Cela dit, en cette semaine nationale de prévention du suicide qui commence demain, je pense qu'il est important de parler de ces signaux d'alarme.  On ne se suicide pas parce qu'on fait une déprime hivernale ou même une dépression plus sévère, mais oui, ça peut mener jusque-là selon la perception qu'on a de ses problèmes et de l'intensité de sa souffrance, surtout si on a pas de soutien. La campagne de l'Association québécoise de prévention du suicide met en vedette plusieurs personnalités ainsi que Julie Philippon, une mère blogueuse que j'admire beaucoup.  Je vous encourage à écouter son témoignage très touchant sur la thématique Le suicide n'est pas une option.



Les facteurs qui prédisposent et contribuent à prendre cette décision fatale sont multiples, mais la santé mentale en est souvent au coeur. Au Québec, la mortalité par suicide emporte un peu plus de 1 000 personnes par année, soit trois personnes par jour. Chez les femmes, celles âgées de 35 à 49 ans et de 50 à 64 ans présentent les taux de suicide les plus élevés (respectivement 10,0 et 9,9 décès par 100 000), selon l'Institut national de santé publique du Québec.

Si je parle de ce sujet, c'est parce que je sais qu'il y a bien des parents qui vivent des moments difficiles et qui ne sont pas toujours assez bien entourés pour trouver du soutien.  Oui, les ressources manquent pour venir en aide aux parents en détresse et le sentiment d'isolement peut facilement nous gagner. Ou parfois, les tabous, la gêne, la peur d'être jugé nous retiennent.  Une déprime hivernale n'est en rien comparable à une dépression grave, mais il faut porter attention aux symptômes qui nous habitent. Ce qui peut paraître anodin un jour peut s’aggraver le suivant.  Et si des idées noires surgissent, je vous encourage à en parler.  Vous n'êtes pas seuls, ça arrive à bien du monde.

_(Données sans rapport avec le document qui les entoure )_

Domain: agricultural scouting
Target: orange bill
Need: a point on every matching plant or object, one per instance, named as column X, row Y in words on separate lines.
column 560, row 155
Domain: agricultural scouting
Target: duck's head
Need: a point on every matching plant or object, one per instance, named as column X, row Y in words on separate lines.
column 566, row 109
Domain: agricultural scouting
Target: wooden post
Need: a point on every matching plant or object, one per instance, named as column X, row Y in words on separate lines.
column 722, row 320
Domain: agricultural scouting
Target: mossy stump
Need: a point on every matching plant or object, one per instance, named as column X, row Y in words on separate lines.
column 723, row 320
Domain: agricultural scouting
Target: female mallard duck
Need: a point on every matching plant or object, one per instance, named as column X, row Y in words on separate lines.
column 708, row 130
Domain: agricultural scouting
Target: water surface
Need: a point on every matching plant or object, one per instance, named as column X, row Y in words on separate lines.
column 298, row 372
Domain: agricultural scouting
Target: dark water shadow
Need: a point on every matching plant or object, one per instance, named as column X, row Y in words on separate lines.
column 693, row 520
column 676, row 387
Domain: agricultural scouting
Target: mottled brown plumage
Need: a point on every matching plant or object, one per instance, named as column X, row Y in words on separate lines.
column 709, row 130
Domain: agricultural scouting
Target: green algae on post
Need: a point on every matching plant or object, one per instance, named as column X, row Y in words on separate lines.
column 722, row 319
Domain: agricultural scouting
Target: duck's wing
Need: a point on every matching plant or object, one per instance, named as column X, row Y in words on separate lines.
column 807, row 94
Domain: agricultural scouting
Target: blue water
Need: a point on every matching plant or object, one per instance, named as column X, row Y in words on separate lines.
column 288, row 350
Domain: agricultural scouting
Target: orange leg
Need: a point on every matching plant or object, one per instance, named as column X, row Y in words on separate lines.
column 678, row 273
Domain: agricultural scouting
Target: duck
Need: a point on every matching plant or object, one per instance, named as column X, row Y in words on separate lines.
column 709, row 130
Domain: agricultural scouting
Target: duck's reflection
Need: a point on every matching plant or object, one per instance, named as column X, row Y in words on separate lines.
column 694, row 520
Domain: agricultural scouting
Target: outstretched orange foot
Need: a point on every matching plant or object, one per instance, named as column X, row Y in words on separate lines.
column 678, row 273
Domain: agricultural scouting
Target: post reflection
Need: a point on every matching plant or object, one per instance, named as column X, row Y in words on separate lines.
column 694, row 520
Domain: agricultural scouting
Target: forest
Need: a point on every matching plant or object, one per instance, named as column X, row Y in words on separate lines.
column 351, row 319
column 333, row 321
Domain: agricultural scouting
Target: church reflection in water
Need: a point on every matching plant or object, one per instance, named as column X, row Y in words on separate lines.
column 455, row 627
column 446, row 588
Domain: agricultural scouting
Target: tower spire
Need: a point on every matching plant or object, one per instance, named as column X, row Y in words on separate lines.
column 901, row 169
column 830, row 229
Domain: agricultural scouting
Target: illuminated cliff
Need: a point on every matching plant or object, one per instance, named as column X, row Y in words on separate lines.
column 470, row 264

Semaine nationale de prévention du suicide

Si vous vous sentez en détresse - ou pour soutenir une personne de votre entourage qui pourrait l'être - appelez la ligne d'aide : 1 866 APPELLE (277-3553)

Pour les parents qui auraient besoin d'un moment de répit urgent, la Maison Kangourou pourrait vous aider à reprendre le dessus.   La Maison Kangourou offre des services d’urgence et de première ligne en matière d’hébergement pour les enfants dont les familles vivent une situation difficile passagère telle que : relationnelle (divorce, séparation), santé (épuisement, fatigue extrême, annonce, verdict d’une maladie grave, perte d’un être cher), situationnelle (convocation à l’extérieur dans le cadre d’un emploi), économique (perte d’emploi), etc.

Pour vous renseigner sur la dépression, je vous invite à consulter le site La dépression fait mal. 

Faut en parler.  On est souvent bien moins seuls qu'on ne le croit.